Silence gives powerto forces of hatred
Several years ago I attended a two-day seminar led by Holocaust survivors. Their message to the audience of educators was that we have an obligation to stand up publicly to defend groups that are being stereotyped and dehumanized like Jews and other groups were in Germany.
These aging survivors told us that they were more fearful of those who stay silent in the face of hatred than of those who promote the hatred because silence gives a small group undue power. They described the vandalism to Jewish synagogues and businesses and the language used to degrade their humanity.
That message has returned to me as I watch groups of armed, masked men threaten Muslims as they enter their mosques and reports of insults and vandalism grow daily.
Many governors as well as some presidential candidates insist that we must deny entrance to Syrian refugees because Muslims are our enemy and cannot be trusted.

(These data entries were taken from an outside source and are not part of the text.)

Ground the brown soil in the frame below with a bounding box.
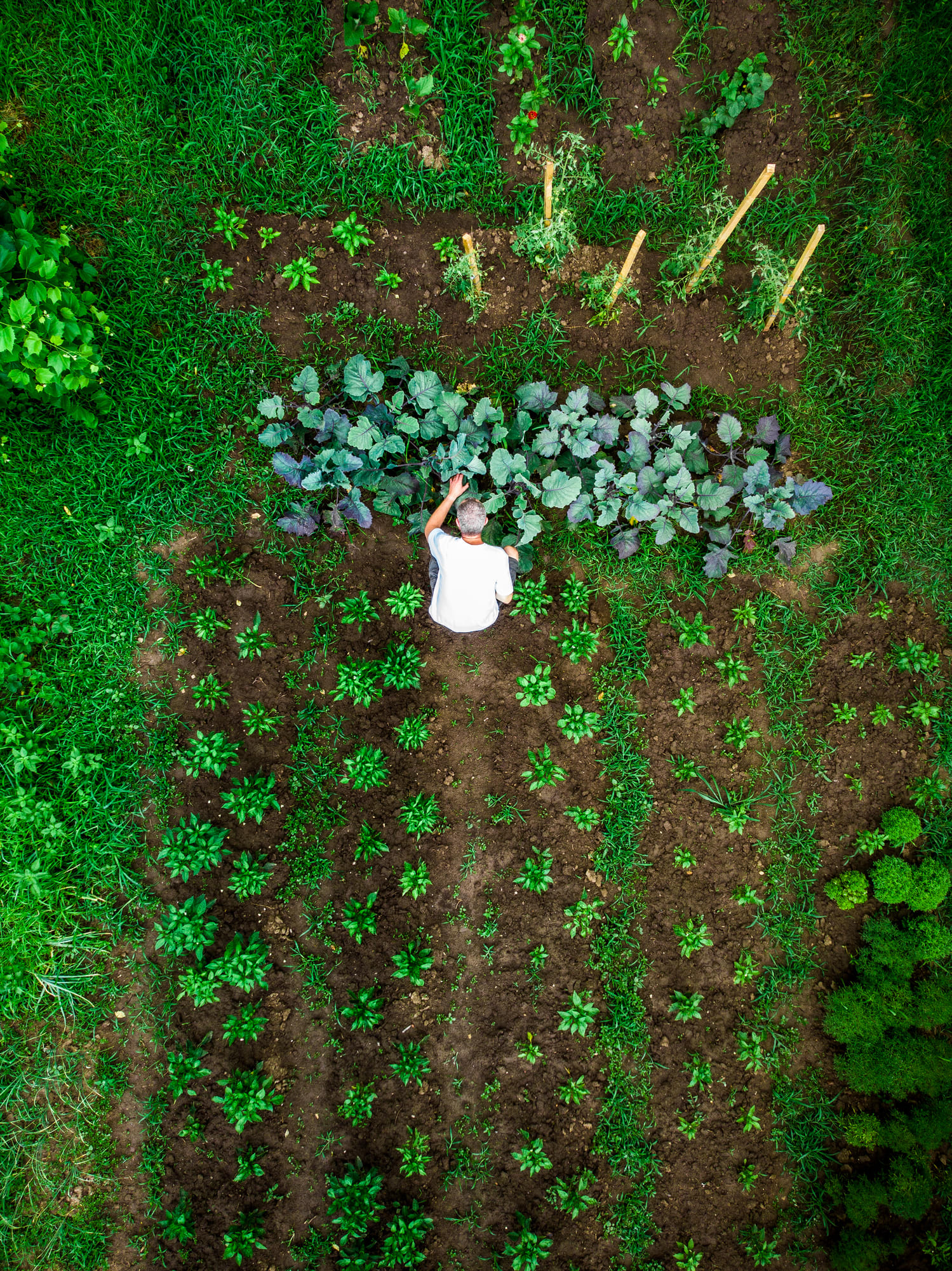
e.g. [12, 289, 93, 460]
[146, 518, 615, 1266]
[627, 579, 952, 1266]
[213, 212, 806, 394]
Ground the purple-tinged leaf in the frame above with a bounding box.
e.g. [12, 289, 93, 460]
[271, 450, 301, 489]
[277, 503, 318, 537]
[609, 530, 642, 560]
[754, 414, 781, 445]
[774, 539, 797, 564]
[337, 489, 373, 530]
[704, 548, 737, 578]
[791, 480, 833, 516]
[516, 380, 558, 414]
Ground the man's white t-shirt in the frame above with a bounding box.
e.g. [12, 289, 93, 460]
[427, 530, 513, 631]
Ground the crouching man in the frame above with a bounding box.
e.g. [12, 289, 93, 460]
[423, 475, 519, 631]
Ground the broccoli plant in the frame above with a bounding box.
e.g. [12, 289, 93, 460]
[674, 914, 714, 957]
[192, 674, 231, 711]
[222, 1209, 267, 1266]
[235, 614, 277, 660]
[340, 989, 384, 1032]
[560, 574, 593, 614]
[208, 932, 271, 993]
[523, 741, 568, 791]
[667, 989, 704, 1023]
[556, 1077, 589, 1107]
[510, 573, 552, 622]
[386, 582, 423, 620]
[221, 1002, 268, 1046]
[714, 650, 750, 689]
[330, 657, 384, 707]
[562, 889, 604, 941]
[549, 617, 599, 664]
[394, 713, 429, 750]
[725, 716, 760, 750]
[502, 1213, 552, 1271]
[232, 1144, 268, 1183]
[338, 745, 390, 791]
[182, 729, 238, 777]
[330, 212, 373, 257]
[396, 791, 442, 840]
[390, 1041, 429, 1086]
[339, 591, 380, 636]
[396, 1126, 433, 1178]
[379, 640, 426, 689]
[159, 812, 230, 882]
[400, 861, 429, 900]
[155, 896, 218, 962]
[221, 773, 281, 825]
[340, 891, 377, 945]
[353, 821, 390, 864]
[241, 702, 283, 737]
[191, 605, 229, 645]
[337, 1082, 376, 1129]
[159, 1187, 194, 1244]
[557, 990, 599, 1037]
[390, 941, 433, 989]
[513, 1130, 552, 1178]
[558, 703, 601, 745]
[169, 1042, 211, 1100]
[514, 845, 553, 896]
[212, 1064, 285, 1134]
[516, 662, 556, 707]
[562, 805, 601, 834]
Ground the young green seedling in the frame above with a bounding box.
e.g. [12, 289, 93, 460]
[549, 617, 599, 664]
[671, 684, 694, 720]
[523, 741, 568, 791]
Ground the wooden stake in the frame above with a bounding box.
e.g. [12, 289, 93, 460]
[543, 159, 556, 229]
[462, 234, 483, 295]
[685, 163, 777, 295]
[605, 230, 647, 313]
[760, 225, 826, 335]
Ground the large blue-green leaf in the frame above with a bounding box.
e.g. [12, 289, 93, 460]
[543, 470, 589, 507]
[343, 353, 384, 399]
[291, 366, 320, 405]
[609, 528, 642, 560]
[516, 380, 558, 414]
[533, 424, 562, 459]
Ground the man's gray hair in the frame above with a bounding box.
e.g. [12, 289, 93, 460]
[456, 498, 490, 534]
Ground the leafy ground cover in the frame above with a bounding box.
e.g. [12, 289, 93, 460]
[0, 0, 949, 1267]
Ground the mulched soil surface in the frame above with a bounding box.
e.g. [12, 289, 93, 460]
[137, 516, 613, 1267]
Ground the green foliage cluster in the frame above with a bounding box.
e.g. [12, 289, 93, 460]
[824, 904, 952, 1271]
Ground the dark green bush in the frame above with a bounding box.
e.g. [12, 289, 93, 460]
[880, 807, 923, 848]
[824, 870, 869, 909]
[872, 857, 913, 905]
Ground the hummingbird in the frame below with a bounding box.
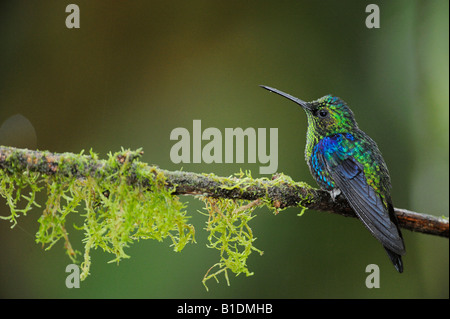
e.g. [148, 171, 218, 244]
[261, 85, 406, 273]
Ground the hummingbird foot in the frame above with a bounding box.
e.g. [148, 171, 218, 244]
[330, 187, 341, 202]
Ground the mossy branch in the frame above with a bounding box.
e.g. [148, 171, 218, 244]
[0, 146, 449, 288]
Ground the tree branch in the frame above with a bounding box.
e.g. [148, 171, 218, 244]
[0, 146, 449, 238]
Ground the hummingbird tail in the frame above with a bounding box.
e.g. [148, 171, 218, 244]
[384, 247, 403, 273]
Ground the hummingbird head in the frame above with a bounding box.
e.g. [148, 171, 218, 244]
[261, 85, 358, 137]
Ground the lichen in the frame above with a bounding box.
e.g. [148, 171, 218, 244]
[203, 197, 263, 290]
[0, 148, 312, 289]
[0, 150, 194, 280]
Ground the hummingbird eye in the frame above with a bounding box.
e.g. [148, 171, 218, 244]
[317, 110, 328, 118]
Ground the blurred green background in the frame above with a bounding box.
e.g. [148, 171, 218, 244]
[0, 0, 449, 298]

Jews, according to the Holocaust survivors, were portrayed as enemies and untrustworthy. Fear controlled their environment. Terrorism has been successful throughout history when fear overtakes reason because making people afraid is always the goal of a terrorist.
The fears being fanned by some in media and politics today will do nothing to defeat ISIS. The anti-immigrant, anti-Muslim rhetoric that dominates our airwaves today should remind us of the past described by those survivors and must be challenged by all of us who do not want to see history repeat itself.